Acha segera menghampiri Cakka dan Alvin menghampiri Oik. Acha masih asyik menggandeng lengan Cakka. Cakka menatapnya tajam. Seolah tak tau, Acha terus saja menggandeng lengan Cakka, “Ik, pulang bareng mau ga?” tanya Alvin, Oik mengangguk cepat. Cakka yang mendengarnya hanya tersenyum masam. Oik dan Alvin pun berlalu dari hadapan Cakka dan Acha, menuju lapangan parkir sekolah. Cakka melepaskan tangan Acha dari lengannya dengan kasar, “Ga usah sok akrab!” bentaknya. Acha merengut.
Cakka pun bergegas meninggalkan kelasnya dan menyusul Oik dan Alvin di lapangan parkir. Acha mengikutinya dari belakang dengan kesal.
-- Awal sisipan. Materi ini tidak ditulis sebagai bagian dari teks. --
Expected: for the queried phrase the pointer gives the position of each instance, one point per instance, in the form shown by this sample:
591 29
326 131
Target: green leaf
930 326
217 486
Tepat ketika mereka berdua sampai di depan Oik dan Alvin, Acha kembali bergelayut pada lengan Cakka. Cakka menatapnya tajam. Acha tak menghiraukan tatapan Cakka dan tetap melihat Oik dan Alvin seraya tersenyum riang, “Kalian pulang bareng ya?” tanya Acha. Oik dan Alvin mengangguk bersamaan. Cakka membuang pandangannya ke arah lain.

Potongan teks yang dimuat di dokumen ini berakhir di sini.